Member of the National Assembly
- In office May 1994 – April 2004
- Constituency: Gauteng

Personal details
- Born: 28 November 1941 (age 84)
- Citizenship: South Africa
- Party: New National Party; National Party;

= Boy Geldenhuys =

South African politician (born 1941)

Barend Leendert "Boy" Geldenhuys (born 28 November 1941) is a retired South African politician and diplomat who represented the National Party (NP) and New National Party (NNP) in the National Assembly from 1994 to 2004. He served as the leader of the NNP caucus from 2002 to 2004. After losing his seat in the 2004 general election, he was appointed as South African Ambassador to Jordan. A former minister in the Dutch Reformed Church, Geldenhuys also represented the NP in the apartheid-era House of Assembly.

== Early life and career ==
Geldenhuys was born on 28 November 1941. He was formerly a minister at NG Gemeente Randpoort, a Dutch Reformed Church congregation in Randfontein in the former Transvaal. He later represented the NP in the House of Assembly for the constituency of Brentwood.

== Post-apartheid career ==
In the 1994 general election, South Africa's first post-apartheid elections, Geldenhuys was elected to an NP seat in the new National Assembly. He remained with the party when it was restyled as the NNP and he was re-elected to his seat under the NNP banner in the 1999 general election; he represented the Gauteng constituency.
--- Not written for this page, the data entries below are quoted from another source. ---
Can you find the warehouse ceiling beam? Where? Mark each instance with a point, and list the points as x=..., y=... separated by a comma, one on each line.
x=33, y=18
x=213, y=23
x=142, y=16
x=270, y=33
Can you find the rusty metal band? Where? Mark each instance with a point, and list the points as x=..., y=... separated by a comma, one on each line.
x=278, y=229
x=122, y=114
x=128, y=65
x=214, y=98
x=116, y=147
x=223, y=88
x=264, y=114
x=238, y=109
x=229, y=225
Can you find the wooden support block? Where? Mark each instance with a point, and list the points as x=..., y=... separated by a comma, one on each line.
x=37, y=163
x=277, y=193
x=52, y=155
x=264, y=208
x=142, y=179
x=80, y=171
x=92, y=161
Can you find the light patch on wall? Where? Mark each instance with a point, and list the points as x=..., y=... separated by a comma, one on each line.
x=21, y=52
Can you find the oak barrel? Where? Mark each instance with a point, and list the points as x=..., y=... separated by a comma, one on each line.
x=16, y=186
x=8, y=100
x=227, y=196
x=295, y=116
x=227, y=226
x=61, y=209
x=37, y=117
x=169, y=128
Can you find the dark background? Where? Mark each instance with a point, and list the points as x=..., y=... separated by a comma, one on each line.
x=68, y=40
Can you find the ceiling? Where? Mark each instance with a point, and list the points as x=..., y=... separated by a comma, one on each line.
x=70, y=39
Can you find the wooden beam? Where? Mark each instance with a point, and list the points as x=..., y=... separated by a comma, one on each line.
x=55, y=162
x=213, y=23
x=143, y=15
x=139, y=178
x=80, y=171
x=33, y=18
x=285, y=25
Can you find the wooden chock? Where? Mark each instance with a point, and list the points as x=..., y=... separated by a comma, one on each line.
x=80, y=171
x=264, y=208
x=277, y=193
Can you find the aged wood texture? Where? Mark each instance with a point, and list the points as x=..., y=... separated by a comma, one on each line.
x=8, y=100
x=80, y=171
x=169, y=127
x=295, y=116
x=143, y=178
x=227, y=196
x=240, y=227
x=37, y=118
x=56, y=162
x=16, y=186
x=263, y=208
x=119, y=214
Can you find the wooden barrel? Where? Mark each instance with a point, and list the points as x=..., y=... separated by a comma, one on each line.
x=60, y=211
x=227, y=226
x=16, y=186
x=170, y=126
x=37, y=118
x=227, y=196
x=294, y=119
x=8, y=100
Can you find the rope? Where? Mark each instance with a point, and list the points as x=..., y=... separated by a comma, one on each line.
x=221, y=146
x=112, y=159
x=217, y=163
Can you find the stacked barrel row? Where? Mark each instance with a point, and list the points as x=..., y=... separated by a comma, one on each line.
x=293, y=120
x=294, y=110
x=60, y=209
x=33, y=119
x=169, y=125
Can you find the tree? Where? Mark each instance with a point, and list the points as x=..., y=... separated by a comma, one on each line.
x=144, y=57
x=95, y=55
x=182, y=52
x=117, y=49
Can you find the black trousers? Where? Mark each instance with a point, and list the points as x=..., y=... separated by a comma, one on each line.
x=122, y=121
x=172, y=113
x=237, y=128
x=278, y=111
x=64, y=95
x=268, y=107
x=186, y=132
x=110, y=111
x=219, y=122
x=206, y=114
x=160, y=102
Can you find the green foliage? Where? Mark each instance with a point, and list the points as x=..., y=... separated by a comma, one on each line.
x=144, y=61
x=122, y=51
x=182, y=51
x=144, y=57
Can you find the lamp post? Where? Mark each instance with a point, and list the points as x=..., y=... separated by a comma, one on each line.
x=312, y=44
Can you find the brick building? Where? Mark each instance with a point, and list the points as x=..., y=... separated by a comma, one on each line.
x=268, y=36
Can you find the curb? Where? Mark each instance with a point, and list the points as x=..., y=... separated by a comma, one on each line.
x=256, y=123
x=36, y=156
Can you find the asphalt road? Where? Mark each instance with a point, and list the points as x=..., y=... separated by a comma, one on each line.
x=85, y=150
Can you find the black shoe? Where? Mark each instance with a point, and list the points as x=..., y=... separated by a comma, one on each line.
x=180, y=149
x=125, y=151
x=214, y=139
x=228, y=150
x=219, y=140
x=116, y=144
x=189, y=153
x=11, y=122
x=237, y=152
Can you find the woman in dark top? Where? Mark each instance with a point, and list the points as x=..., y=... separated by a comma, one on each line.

In 2000, when the NNP joined the Democratic Alliance (DA), a multi-party coalition in opposition, Geldenhuys was appointed as the DA's spokesperson on safety and security. However, after the NNP split from the DA, Geldenhuys remained with his former party; in June 2002, he was appointed leader of the NNP's parliamentary caucus, despite expectations that the position would go to Sheila Camerer. He remained in that position until the end of the legislative term in 2004. In addition, in early 2004, the National Assembly selected Geldenhuys as one of its five delegates to the Pan-African Parliament.

Geldenhuys stood for re-election in the 2004 general election but the NNP performed very poorly and he lost his seat. In the aftermath of the election, when the NNP agreed to merge into the governing African National Congress (ANC), it was reported that Geldenhuys was likely to be awarded an ambassadorial post as part of the deal. His appointment as South African Ambassador to Jordan was announced in late August 2004.

== Personal life ==
Geldenhuys is married to Callie Geldenhuys, an artist. They live in Fish Hoek, Cape Town and have adult children.